Now the antibiotic Teixobactin is in itself fairly unremarkable beyond the fact that it belongs to a novel class of antibiotics. It only works on Gram-positive bacteria and possibly Mycobacteria (i.e. tuberculosis and likely the non-tuberculous mycobacteria or NTM). It does not work against Gram-negative bacteria, which is where the problem of antimicrobial resistance is the most acute, because it is unable to penetrate the outer membrane of such bacteria (this only makes sense, since the organism that produces this compound is also a Gram-negative bacteria). The claim that antibiotic resistance does not develop against this antibiotic will probably not withstand the passage of time, like with all other antibiotics. It is also in the early stage of drug development, and is at least 5-6 years away from being used in clinical care.

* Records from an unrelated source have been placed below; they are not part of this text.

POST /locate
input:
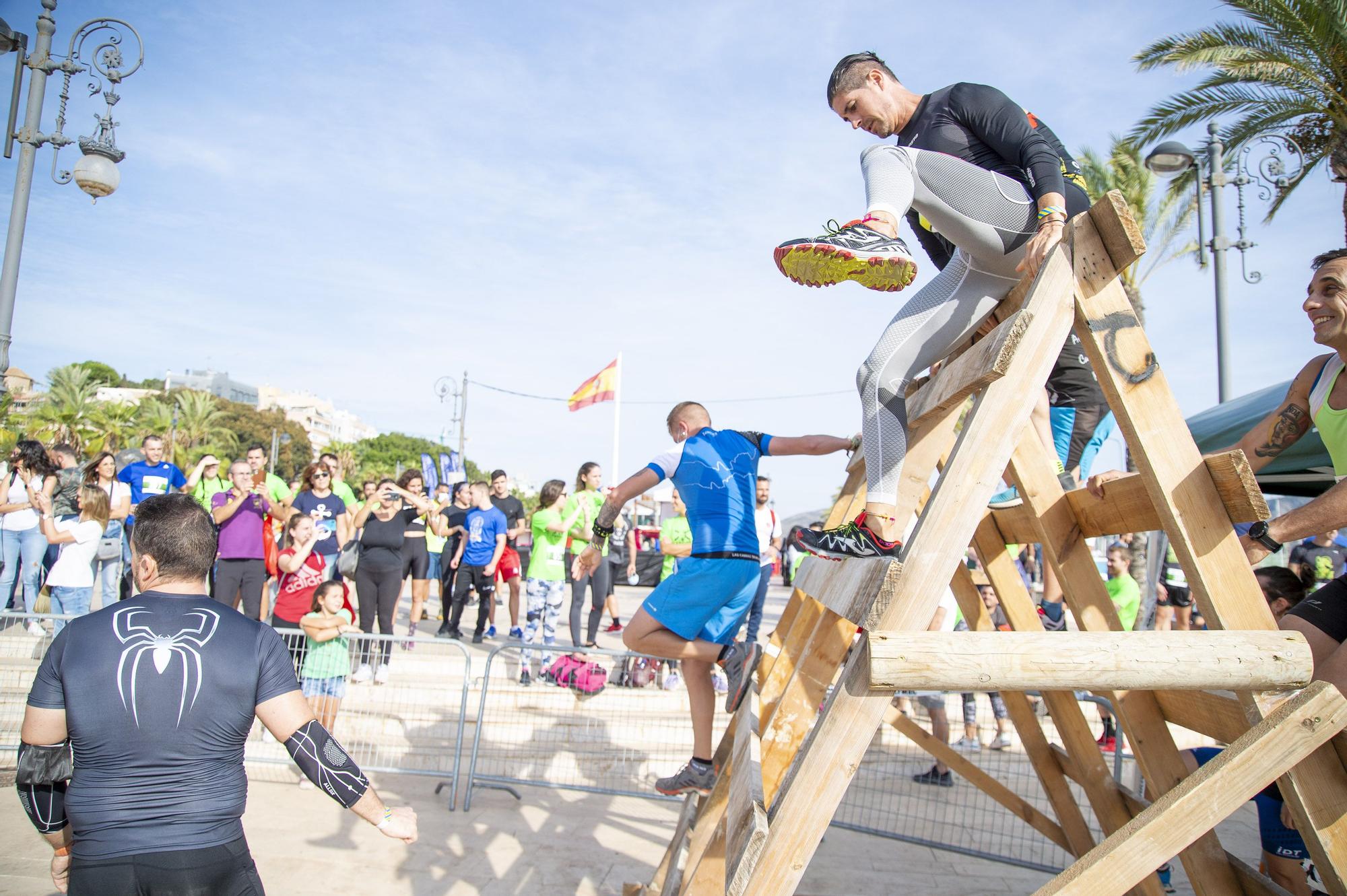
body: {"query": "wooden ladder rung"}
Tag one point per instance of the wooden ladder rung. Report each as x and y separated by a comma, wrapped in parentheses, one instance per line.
(984, 364)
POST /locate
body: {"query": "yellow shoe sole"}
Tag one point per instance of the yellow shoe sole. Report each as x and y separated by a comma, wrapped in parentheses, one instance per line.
(824, 265)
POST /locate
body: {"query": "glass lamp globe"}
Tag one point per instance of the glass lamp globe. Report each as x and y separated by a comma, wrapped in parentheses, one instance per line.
(98, 175)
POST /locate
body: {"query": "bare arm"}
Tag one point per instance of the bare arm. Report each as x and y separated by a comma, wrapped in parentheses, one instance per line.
(782, 446)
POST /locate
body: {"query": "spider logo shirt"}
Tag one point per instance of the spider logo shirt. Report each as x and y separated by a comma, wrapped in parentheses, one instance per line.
(160, 695)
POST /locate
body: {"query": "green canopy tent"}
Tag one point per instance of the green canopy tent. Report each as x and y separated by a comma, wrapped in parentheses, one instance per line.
(1305, 469)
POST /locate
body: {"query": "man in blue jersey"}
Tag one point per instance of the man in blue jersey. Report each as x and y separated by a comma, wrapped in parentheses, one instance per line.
(693, 617)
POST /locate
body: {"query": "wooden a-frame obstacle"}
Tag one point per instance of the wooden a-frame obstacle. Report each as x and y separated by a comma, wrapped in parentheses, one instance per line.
(786, 763)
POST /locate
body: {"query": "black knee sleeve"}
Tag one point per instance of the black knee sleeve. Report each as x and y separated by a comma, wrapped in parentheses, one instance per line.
(42, 785)
(324, 761)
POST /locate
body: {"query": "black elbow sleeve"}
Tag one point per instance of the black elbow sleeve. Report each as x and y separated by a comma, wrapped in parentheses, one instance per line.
(325, 763)
(41, 782)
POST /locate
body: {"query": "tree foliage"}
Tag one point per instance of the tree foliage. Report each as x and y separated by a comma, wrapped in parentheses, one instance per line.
(1282, 67)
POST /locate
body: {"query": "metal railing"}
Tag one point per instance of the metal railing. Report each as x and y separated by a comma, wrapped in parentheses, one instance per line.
(548, 736)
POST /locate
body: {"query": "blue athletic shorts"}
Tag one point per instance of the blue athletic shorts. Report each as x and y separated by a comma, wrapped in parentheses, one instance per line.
(1278, 840)
(708, 598)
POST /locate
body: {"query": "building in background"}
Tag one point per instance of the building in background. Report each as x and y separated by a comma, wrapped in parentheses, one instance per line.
(213, 381)
(321, 421)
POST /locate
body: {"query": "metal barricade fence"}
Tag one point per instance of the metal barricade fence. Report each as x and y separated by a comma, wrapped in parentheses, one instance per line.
(412, 726)
(894, 793)
(616, 742)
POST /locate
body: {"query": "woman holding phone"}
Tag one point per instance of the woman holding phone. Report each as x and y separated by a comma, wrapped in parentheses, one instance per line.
(379, 576)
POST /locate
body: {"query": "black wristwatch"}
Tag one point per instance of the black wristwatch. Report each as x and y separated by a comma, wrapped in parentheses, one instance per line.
(1259, 532)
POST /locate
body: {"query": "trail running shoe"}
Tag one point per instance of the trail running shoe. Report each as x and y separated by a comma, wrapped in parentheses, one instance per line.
(739, 664)
(933, 777)
(848, 252)
(690, 780)
(848, 540)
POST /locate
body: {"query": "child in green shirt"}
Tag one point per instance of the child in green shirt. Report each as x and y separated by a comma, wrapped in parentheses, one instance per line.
(323, 676)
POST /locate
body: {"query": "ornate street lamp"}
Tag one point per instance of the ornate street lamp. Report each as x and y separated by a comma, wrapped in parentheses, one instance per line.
(1270, 162)
(96, 47)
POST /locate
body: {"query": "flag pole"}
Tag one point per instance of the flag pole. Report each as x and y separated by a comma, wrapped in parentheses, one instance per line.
(615, 474)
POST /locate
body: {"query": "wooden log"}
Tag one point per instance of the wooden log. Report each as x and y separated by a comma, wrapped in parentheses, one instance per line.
(1089, 661)
(972, 773)
(1032, 739)
(746, 815)
(1284, 738)
(820, 777)
(1200, 530)
(985, 362)
(1127, 505)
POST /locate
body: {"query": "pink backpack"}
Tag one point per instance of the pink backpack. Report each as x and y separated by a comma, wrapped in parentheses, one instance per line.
(585, 679)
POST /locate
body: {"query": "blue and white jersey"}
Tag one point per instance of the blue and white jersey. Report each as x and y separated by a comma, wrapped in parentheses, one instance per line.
(716, 474)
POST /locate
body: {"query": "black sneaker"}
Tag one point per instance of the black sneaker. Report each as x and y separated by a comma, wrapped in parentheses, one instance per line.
(848, 252)
(848, 540)
(739, 665)
(933, 777)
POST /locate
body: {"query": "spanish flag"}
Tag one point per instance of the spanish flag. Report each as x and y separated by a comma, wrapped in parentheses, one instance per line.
(601, 386)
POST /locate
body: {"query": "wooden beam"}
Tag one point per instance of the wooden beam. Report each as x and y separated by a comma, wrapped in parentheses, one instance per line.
(746, 816)
(1082, 759)
(1032, 739)
(820, 777)
(1138, 711)
(1127, 505)
(985, 362)
(1089, 661)
(1194, 517)
(960, 763)
(1212, 714)
(1284, 738)
(857, 588)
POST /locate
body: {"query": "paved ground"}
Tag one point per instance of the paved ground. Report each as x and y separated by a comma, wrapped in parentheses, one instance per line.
(552, 843)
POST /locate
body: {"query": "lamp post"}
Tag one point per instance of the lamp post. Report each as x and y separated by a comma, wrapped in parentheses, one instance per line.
(95, 48)
(1279, 163)
(448, 388)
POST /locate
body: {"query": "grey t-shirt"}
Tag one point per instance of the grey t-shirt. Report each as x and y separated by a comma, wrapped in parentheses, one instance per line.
(160, 695)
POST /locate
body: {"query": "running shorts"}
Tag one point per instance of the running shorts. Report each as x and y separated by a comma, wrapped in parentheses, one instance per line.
(1326, 609)
(1073, 429)
(213, 870)
(508, 567)
(708, 598)
(416, 559)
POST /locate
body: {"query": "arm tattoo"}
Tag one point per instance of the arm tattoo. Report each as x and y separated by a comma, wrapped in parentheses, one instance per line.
(1291, 424)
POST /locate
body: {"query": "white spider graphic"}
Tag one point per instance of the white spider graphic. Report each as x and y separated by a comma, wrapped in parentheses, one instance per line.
(141, 638)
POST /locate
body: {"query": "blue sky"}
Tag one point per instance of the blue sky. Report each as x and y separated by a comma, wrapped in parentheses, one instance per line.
(323, 197)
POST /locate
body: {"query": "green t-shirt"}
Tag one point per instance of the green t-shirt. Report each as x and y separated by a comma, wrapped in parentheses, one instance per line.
(331, 658)
(548, 559)
(1127, 596)
(208, 489)
(277, 489)
(589, 502)
(344, 491)
(676, 532)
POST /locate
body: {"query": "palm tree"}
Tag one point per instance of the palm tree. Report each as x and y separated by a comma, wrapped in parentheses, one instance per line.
(112, 427)
(201, 421)
(69, 405)
(1282, 69)
(1163, 217)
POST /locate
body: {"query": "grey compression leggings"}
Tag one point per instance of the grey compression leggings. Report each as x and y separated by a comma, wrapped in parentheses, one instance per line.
(991, 218)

However, the methodology and technology that enabled the discovery of this drug is very promising. The majority of currently available antibiotics are derived from soil bacteria (which produce such compounds in order to compete with other soil bacteria in the environment) – and only from those that could be cultured by conventional laboratory methods. We know – from microbiome sequencing – that more than 95% of bacteria in the soil (or in humans/animals for that matter) cannot be cultured out. The iChip, and future iterations or adaptations of such technology, potentially allows us to discover and tap on novel antimicrobial compounds produced by these previously “unculturable” bacteria, which previously could not be detected.